Forget the blue plate. Edgar hopes to hook a crowd with a different event nearly every night of the week. You might take the edge off Monday with $15 pours of Johnnie Walker Blue, grab five girlfriends for a complimentary bottle of bubbly on Thursday, or welcome the weekend come Friday with gratis flatbread pizzas and $3 drafts. Future plans include reps from local food and beverage companies dropping by to hand out samples and talk about their products.
Thankfully, not of the tapas-inspired variety. Chef Andrew Morrison partially designed the menu with a hungry bar crowd in mind, meaning more large platters for group grazing and less Lilliputian portions for group haggling. Drink-friendly dishes include boards of cured meats from Virginia-based salumeria Olli, a quartet of mini crabcakes topped with a dollop of smoked paprika, and fennel sausage flatbreads. Those less inclined to share also have a variety of options, including homey entrées like roast chicken with Benton’s bacon and buttermilk mashed potatoes, and lighter dishes such as house-made tagliatelle with shrimp and spicy tomato-zucchini ragout. If you want to avoid the bar scene, ask for a quiet table in the back dining room.
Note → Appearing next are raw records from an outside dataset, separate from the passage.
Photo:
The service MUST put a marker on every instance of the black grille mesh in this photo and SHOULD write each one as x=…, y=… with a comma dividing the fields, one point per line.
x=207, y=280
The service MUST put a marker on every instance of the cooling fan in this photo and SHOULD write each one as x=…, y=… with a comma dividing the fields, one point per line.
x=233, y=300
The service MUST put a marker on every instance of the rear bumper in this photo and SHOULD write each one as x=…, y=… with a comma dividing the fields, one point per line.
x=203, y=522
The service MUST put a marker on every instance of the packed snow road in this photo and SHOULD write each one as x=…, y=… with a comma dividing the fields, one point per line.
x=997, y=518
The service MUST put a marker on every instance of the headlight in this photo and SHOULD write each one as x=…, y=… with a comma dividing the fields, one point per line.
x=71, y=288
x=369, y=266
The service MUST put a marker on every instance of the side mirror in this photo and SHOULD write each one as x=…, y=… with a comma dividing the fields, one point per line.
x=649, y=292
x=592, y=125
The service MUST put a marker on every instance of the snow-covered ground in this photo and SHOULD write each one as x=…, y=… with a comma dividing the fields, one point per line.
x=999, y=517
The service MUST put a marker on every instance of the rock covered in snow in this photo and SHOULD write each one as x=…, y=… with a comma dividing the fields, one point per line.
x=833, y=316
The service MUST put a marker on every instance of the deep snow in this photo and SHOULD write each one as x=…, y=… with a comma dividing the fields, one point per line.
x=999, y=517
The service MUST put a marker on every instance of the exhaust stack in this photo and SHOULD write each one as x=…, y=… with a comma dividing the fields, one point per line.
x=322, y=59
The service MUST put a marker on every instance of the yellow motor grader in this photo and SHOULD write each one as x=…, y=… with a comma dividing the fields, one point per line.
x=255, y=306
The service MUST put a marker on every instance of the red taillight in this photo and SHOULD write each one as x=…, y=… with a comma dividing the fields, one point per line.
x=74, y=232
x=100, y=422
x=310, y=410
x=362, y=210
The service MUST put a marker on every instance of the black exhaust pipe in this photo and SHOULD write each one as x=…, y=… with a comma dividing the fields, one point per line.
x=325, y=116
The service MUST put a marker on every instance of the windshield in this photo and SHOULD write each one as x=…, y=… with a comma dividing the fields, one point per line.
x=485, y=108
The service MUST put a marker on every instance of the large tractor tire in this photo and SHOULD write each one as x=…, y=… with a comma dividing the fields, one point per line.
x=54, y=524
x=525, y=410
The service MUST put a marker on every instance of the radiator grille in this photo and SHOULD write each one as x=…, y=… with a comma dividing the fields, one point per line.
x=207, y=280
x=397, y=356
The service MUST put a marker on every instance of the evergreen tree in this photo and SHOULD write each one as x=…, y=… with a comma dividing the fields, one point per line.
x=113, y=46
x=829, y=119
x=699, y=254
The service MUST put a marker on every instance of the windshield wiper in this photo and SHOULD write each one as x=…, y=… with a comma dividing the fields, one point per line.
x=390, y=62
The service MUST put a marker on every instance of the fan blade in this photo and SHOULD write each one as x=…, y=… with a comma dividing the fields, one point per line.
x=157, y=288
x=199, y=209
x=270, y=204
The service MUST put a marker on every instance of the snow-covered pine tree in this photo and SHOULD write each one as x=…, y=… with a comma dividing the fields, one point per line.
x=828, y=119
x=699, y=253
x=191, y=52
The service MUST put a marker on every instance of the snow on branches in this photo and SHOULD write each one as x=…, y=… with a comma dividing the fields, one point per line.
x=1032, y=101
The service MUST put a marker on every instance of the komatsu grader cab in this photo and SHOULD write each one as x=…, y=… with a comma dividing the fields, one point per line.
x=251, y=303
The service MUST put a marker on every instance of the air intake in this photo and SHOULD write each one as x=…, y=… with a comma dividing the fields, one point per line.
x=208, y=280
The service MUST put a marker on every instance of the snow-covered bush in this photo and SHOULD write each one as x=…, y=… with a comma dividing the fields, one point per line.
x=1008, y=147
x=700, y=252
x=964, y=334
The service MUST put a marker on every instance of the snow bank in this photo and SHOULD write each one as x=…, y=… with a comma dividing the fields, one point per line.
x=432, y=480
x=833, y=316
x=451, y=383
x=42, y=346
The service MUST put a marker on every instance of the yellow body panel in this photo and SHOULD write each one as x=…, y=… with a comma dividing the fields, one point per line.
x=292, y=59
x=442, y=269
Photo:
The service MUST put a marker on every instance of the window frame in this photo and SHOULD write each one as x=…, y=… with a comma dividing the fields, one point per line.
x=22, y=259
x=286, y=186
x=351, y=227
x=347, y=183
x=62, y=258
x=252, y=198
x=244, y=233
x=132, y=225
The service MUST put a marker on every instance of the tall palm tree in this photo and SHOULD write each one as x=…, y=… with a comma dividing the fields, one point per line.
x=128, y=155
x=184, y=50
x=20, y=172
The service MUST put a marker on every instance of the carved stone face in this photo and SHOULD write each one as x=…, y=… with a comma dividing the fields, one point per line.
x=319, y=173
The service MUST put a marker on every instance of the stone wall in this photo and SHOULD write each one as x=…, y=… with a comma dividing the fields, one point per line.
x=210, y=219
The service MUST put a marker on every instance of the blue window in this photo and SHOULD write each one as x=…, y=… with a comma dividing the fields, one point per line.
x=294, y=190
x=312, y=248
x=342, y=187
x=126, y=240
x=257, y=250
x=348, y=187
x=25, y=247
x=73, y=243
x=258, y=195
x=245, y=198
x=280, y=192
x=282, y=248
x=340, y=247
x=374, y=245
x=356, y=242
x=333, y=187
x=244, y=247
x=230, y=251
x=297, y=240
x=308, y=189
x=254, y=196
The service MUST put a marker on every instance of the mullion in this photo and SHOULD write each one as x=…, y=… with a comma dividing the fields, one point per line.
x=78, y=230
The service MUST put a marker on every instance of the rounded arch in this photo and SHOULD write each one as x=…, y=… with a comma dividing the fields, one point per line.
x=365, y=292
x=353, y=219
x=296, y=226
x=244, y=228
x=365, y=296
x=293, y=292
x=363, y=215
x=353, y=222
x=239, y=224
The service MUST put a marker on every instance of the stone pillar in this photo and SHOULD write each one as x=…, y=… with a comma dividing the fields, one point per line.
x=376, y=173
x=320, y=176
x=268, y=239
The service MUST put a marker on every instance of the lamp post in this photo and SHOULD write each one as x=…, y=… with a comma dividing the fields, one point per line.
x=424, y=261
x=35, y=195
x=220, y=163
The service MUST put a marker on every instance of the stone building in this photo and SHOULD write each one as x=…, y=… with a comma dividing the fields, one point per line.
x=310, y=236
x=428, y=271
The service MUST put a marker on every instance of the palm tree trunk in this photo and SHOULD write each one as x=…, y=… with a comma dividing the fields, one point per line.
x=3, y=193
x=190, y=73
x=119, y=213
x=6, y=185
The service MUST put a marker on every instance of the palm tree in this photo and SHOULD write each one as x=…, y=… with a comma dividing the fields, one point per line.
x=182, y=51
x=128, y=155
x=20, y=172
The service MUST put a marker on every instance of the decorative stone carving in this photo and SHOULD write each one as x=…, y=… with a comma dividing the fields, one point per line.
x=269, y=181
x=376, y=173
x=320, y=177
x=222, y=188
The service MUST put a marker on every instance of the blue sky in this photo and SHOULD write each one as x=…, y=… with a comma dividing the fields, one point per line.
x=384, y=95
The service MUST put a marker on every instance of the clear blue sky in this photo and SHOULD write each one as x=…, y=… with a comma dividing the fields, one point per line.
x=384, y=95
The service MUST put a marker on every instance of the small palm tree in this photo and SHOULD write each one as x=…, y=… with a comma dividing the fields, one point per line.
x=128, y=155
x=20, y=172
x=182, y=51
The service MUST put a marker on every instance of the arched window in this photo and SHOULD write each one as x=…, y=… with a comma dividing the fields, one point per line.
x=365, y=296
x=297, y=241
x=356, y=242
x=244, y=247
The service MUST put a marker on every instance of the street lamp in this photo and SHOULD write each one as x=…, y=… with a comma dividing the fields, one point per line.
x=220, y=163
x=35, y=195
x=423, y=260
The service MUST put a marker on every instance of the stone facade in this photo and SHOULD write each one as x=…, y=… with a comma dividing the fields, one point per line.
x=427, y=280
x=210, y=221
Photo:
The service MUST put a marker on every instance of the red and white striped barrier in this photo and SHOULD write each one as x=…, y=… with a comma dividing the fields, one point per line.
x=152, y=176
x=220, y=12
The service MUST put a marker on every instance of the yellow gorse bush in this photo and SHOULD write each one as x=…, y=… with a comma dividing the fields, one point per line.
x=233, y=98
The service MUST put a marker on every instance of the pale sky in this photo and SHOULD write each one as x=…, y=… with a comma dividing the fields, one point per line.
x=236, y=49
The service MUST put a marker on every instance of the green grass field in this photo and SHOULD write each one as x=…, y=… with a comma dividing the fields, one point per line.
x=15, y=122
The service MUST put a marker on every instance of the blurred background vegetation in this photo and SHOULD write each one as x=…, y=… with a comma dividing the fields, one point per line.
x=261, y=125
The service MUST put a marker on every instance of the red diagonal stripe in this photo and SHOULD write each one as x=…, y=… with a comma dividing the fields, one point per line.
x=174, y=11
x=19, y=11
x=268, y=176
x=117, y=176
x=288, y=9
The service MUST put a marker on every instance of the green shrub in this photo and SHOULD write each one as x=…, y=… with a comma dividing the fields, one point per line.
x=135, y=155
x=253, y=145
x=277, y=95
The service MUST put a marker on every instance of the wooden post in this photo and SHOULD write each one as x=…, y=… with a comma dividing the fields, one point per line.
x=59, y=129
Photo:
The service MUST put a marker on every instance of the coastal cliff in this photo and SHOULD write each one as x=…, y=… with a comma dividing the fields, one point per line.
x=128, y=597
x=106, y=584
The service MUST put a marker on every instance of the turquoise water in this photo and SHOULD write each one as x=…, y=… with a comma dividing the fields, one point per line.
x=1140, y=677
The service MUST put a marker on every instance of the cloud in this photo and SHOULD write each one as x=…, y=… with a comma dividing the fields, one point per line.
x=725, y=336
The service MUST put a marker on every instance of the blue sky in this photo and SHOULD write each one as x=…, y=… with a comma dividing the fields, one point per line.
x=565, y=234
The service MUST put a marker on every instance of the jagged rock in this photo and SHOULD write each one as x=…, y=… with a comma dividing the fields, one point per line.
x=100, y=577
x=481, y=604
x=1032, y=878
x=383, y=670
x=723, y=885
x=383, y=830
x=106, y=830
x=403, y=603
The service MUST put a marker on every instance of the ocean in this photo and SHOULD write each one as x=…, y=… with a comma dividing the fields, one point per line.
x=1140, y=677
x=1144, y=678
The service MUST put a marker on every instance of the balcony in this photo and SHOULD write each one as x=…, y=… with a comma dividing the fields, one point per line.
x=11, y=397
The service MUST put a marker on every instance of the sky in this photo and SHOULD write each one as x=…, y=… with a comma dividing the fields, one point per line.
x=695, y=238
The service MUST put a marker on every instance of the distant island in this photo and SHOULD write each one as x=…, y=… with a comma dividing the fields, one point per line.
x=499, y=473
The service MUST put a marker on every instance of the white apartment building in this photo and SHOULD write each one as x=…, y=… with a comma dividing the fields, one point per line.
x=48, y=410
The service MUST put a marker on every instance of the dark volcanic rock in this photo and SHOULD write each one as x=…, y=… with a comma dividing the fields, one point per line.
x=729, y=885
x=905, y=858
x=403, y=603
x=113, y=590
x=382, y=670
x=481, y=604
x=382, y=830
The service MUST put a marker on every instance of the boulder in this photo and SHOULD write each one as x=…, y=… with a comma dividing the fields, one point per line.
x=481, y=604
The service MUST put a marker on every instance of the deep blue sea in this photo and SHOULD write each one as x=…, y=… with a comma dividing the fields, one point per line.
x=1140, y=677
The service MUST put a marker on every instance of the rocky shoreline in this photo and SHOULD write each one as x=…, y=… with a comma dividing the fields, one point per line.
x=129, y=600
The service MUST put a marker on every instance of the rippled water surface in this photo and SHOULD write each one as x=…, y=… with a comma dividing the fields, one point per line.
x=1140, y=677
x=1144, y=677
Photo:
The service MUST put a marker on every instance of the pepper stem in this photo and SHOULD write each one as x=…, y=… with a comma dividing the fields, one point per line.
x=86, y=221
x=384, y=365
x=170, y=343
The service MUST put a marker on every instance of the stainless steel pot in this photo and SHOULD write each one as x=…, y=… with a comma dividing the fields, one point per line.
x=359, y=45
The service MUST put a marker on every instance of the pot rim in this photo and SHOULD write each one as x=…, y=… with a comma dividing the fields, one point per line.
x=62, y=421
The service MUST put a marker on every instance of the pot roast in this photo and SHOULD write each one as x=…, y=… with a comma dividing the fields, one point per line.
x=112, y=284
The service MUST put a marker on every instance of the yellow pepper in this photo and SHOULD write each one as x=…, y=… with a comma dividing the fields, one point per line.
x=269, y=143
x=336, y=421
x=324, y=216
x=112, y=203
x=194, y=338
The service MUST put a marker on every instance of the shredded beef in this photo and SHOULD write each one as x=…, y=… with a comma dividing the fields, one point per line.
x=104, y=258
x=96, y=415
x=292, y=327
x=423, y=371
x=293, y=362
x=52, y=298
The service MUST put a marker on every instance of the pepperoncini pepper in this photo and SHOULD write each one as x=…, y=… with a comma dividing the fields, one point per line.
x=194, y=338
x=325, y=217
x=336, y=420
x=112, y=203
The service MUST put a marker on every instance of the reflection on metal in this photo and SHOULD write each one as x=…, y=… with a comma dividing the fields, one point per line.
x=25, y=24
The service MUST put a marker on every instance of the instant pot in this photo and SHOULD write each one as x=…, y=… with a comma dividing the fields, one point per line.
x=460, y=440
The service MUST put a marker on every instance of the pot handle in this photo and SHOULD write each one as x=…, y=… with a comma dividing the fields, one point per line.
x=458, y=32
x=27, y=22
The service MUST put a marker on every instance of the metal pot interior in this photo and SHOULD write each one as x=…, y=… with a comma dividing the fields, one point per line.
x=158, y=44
Monday breakfast is all about business, but when it comes to Sunday brunch, Edgar embraces Washington’s lazy side. The à-la-carte lineup is pure indulgence: think crabcakes Benedict, raspberry-lemon-ricotta pancakes, and a “Southern-fried breakfast” of smoked bacon, buttermilk-fried chicken, sausage gravy, grits, and biscuits. Have an urge to really go all-out? Try $10 bottomless mimosas or one of the many Bloody Marys spiked with everything from vodka to tequila.
A Surveyor’s Scene
Sure, bars are all about checking out who’s who. Edgar takes the theme a step further, with several design nods to land surveying (its namesake, J. Edgar Hoover, was a surveyor of his own kind, and dined at the old Mayflower for lunch daily). The New York-based design firm AvroKo is behind touches such as dangling surveying chains and notes from an early District surveyor enlarged and hung along the wall of the dining room. Another thing those surveyors love: brown liquor, reflected in both the vintage whiskey bottle collection around the bar and the extensive list of bourbon and Scotch.
You might find a mix of jetlagged hotel guests and revelers who worked up an appetite at the nearby clubs and bars for late-night service. A limited bar menu runs from ten to midnight daily.